In the future, those school leavers could be working on projects that take home gold in the Registered Master Landscaper (RML) Landscape of Distinction Awards. Top Garden hasn’t entered yet, but that will change soon, Louis says.

“We’ve only been members for 18 months, but I think next year we’ll be ready to enter the awards. I understand it’s a comprehensive process, but that’s to be expected in a competition at this level,” he says. “I also want one of our apprentices to go for the Young Landscaper of the Year.”

Louis adds that becoming a member is well worth it.

“The application is process is quite tough. The person who assessed our application asked us some thorough questions – it felt like I was taking a test! However, I wouldn’t want it any other way. It really shows that you have to be a professional, high-quality outfit to become a member.”

Learning and growing

The RML has members who have been in the organisation for years and, with big players in the Auckland region, Louis believes the regional meet-ups are an excellent opportunity to learn.
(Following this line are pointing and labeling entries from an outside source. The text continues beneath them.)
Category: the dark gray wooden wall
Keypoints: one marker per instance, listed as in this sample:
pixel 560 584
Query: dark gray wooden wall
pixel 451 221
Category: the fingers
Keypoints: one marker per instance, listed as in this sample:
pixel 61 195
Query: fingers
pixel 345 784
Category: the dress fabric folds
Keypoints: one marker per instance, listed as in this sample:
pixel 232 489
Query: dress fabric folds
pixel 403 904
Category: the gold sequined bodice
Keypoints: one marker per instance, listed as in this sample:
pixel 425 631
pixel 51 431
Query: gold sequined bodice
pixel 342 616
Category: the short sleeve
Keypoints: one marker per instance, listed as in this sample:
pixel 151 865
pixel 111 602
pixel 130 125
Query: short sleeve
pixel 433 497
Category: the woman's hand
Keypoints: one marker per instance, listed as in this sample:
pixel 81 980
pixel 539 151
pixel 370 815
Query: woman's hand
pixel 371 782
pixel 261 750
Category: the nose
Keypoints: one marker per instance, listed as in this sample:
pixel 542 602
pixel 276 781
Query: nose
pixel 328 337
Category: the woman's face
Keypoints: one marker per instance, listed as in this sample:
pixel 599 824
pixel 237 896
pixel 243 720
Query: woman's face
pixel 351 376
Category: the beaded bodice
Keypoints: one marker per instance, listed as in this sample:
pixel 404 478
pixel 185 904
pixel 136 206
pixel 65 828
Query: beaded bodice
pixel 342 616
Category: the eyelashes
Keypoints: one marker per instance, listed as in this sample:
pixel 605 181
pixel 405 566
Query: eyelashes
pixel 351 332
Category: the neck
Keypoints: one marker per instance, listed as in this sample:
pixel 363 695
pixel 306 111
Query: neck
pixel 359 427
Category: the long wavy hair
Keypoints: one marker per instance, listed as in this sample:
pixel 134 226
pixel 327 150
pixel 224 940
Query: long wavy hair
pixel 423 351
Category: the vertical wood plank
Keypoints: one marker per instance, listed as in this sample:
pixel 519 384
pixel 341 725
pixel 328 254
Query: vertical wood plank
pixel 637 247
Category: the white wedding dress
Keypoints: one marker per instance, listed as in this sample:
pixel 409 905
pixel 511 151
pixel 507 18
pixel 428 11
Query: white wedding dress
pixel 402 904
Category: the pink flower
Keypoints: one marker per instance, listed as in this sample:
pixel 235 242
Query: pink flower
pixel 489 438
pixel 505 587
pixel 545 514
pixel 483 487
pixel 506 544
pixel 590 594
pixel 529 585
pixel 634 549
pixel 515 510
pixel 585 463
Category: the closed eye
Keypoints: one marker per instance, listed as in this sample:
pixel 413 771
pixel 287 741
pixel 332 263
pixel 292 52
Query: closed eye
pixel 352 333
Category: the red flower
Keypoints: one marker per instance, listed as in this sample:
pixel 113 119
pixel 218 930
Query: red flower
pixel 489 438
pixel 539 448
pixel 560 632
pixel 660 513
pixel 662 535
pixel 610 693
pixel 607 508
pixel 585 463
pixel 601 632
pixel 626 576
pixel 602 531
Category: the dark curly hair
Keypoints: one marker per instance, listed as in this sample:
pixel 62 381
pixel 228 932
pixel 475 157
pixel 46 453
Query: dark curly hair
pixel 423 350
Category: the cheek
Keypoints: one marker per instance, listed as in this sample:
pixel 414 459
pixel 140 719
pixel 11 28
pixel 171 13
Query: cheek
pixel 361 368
“You can’t learn from yourself,” says Louis. “You learn from other people, especially those more experienced than yourself. I went to the gala dinner this year and it was really interesting to see everyone sharing knowledge and their visions for the future. We learned a lot.”

With the help of his extended network, Louis wants to broaden his customer base and future-proof the business.

“Around 70% of our customers are Asian, but that demographic makes up a small percentage of the overall population in New Zealand. That’s not a big market for us to chase, so, in the next three years, I want us to diversify. Being part of the RML will help.”